Authored by spatel on Jan 8 2020, 6:19 AM.

Details

Summary

This does not solve PR17101, but it is one of the
underlying diffs noted here:
https://bugs.llvm.org/show_bug.cgi?id=17101#c8

We could ease the one-use checks for the 'clear'
(no 'not' op) half of the transform, but I do not
know if that asymmetry would make things better
or worse.

Proofs:
https://rise4fun.com/Alive/uVB

Name: masked bit set
%sh1 = shl i32 1, %y
%and = and i32 %sh1, %x
%cmp = icmp ne i32 %and, 0
%r = zext i1 %cmp to i32
=>
%s = lshr i32 %x, %y
%r = and i32 %s, 1

Name: masked bit clear
%sh1 = shl i32 1, %y
%and = and i32 %sh1, %x
%cmp = icmp eq i32 %and, 0
%r = zext i1 %cmp to i32
=>
%xn = xor i32 %x, -1
%s = lshr i32 %xn, %y
%r = and i32 %s, 1

Note: this is a re-post of a patch that I committed at:
rGa041c4ec6f7a

I thought the change was small and obviously good, so I did not post it for pre-commit review per policy:
http://llvm.org/docs/DeveloperPolicy.html#obtaining-commit-access

The commit was reverted though:
rGb212eb7159b40c98b3c40619b82b996fb903282b

So either I am not seeing the problem with this patch, or it is uncovering a problem in another part of LLVM.

Diff Detail

Event Timeline

spatel created this revision.Jan 8 2020, 6:19 AM
Herald added a project: Restricted Project. · View Herald TranscriptJan 8 2020, 6:19 AM
spatel edited the summary of this revision. (Show Details)Jan 8 2020, 6:20 AM

Internally, I can see that either (1) this causes the following code to miscompile, or (2) the code is UB:
https://github.com/grpc/grpc/blob/master/src/core/ext/transport/chttp2/transport/frame_settings.cc#L48
Note that in that code the two checks on lines 57 and 64 are related if that helps.

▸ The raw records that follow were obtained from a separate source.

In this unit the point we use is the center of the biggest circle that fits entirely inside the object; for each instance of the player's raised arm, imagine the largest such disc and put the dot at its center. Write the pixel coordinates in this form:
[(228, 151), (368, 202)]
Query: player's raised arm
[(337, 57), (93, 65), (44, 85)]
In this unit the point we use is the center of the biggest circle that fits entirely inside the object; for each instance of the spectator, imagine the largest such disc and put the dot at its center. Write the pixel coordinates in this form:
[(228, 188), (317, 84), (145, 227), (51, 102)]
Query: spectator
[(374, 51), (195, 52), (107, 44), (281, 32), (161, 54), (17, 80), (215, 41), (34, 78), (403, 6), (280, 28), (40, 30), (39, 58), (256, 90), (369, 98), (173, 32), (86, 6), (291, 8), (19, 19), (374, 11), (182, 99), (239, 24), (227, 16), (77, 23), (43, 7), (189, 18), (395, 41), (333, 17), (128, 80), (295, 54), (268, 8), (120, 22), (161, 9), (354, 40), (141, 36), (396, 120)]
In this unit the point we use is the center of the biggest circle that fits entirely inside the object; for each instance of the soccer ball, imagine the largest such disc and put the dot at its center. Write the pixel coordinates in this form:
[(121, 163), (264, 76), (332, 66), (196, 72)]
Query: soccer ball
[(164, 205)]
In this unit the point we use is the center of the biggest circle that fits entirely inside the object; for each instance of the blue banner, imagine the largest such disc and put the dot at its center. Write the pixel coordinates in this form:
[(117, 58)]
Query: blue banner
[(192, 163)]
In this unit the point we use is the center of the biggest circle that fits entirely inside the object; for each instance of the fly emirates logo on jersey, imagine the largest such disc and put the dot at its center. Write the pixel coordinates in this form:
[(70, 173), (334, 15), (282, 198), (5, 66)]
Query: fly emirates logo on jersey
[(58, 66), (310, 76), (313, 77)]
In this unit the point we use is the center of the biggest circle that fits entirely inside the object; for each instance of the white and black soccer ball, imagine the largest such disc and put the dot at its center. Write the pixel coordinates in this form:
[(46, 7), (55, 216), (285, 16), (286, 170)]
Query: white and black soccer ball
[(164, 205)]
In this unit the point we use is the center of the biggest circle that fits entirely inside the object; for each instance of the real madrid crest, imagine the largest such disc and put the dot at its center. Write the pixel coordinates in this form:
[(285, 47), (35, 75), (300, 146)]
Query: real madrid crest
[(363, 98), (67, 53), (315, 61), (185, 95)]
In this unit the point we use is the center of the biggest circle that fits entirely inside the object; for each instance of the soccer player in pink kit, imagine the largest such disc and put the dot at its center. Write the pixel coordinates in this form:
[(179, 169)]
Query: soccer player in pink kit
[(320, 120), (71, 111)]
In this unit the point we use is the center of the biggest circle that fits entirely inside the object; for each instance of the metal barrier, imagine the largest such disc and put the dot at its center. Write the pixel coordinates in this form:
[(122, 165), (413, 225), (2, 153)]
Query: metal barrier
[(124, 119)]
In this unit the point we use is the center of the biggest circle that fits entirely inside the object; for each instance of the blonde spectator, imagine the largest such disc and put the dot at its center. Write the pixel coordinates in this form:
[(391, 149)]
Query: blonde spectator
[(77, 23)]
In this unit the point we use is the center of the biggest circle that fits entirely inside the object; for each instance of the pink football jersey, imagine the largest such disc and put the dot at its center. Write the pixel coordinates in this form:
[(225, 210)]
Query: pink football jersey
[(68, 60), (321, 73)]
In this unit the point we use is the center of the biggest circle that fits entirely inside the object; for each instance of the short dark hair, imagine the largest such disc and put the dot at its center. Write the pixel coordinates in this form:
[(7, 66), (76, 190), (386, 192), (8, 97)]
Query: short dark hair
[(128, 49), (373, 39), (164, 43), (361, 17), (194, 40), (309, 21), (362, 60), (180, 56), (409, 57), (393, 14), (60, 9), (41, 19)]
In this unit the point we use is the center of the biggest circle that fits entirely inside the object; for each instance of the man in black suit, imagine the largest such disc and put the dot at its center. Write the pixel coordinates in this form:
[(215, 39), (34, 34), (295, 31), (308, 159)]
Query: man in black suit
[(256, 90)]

Working on providing a small reproducible test case.

Internally, I can see that either (1) this causes the following code to miscompile, or (2) the code is UB:
https://github.com/grpc/grpc/blob/master/src/core/ext/transport/chttp2/transport/frame_settings.cc#L48
Note that in that code the two checks on lines 57 and 64 are related if that helps.

What is the maximal value of count there? Is it count u< 32? (Is that code UBSan-clean?)

Working on providing a small reproducible test case.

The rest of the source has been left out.